Hidden Plasmodium diversity revealed in southeastern Asian passerines using next-generation amplicon sequencing

Monitoring haemosporidian (Genus Plasmodium) infections in passerine birds is essential for understanding the intricate dynamics of avian malaria and its implications for ecology and evolution of avian populations. In this study, we investigated the prevalence and diversity of malaria infections caused by Plasmodium species in three passerine species in Cat-Tien National Park, Vietnam. Using next-generation amplicon sequencing (NGS) of haemosporidian cytochrome b gene, we identified two known and ten novel Plasmodium lineages. Our genetic analysis revealed a high rate of Plasmodium infections in the little spiderhunter (Arachnothera longirostra; Nectariniidae), the white-rumped shama (Copsychus malabaricus; Muscicapidae) and the blue-winged pitta (Pitta moluccensis; Pittidae). Species delimitation methods identified five distinct operational taxonomic units (OTUs), consistently across the majority of the used methods. Each of the passerine species was infected with a specific subset of the total Plasmodium diversity.
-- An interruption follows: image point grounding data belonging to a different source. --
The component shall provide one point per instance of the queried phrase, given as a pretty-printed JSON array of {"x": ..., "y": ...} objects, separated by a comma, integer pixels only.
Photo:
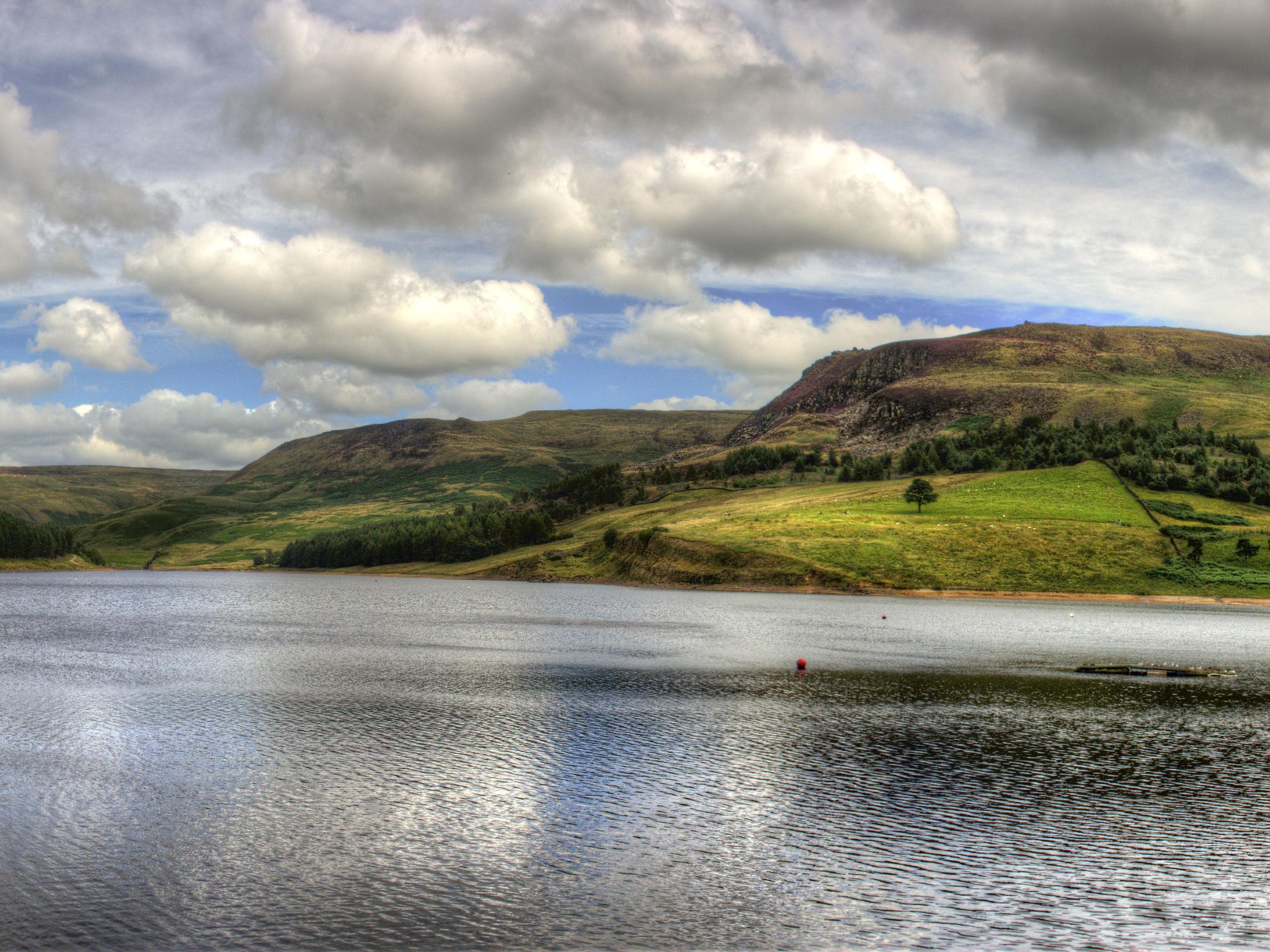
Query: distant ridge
[{"x": 889, "y": 395}]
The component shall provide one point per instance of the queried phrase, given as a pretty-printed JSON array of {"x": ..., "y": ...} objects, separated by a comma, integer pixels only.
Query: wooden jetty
[{"x": 1155, "y": 670}]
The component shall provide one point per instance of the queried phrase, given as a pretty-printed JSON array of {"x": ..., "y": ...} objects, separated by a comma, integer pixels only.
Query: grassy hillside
[
  {"x": 892, "y": 394},
  {"x": 1066, "y": 530},
  {"x": 348, "y": 477},
  {"x": 76, "y": 494}
]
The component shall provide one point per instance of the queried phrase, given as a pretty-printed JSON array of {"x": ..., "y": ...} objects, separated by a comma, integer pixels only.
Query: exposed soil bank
[{"x": 48, "y": 565}]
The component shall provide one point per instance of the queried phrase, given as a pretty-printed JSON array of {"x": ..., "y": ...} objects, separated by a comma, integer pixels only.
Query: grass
[
  {"x": 71, "y": 563},
  {"x": 1066, "y": 530},
  {"x": 71, "y": 495},
  {"x": 1072, "y": 530},
  {"x": 371, "y": 474}
]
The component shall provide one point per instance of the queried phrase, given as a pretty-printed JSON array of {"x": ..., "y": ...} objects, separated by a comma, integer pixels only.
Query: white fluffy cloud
[
  {"x": 518, "y": 127},
  {"x": 760, "y": 353},
  {"x": 788, "y": 194},
  {"x": 32, "y": 379},
  {"x": 50, "y": 203},
  {"x": 164, "y": 428},
  {"x": 353, "y": 391},
  {"x": 89, "y": 332},
  {"x": 695, "y": 403},
  {"x": 343, "y": 390},
  {"x": 324, "y": 298}
]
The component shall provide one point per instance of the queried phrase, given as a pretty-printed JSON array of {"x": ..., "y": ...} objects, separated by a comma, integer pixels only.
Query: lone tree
[{"x": 920, "y": 492}]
Phylogenetic analysis showed that sympatric Plasmodium OTUs are not closely related and possess overlapping host preferences. Our findings may reflect differences in habitat use, such as the vertical strata occupied by different bird species, which contribute to varying exposure levels to suitable vectors, thereby influencing infection rates and parasite diversity. Our findings corroborate the view that avian malaria parasites are not uniformly opportunistic; rather, their distribution is filtered by host identity and ecology. Understanding these dynamics is crucial for avian conservation and broader ecological studies, as avian malaria serves as a model for studying parasite-vector-host co-evolution and the impact of environmental changes on disease dynamics.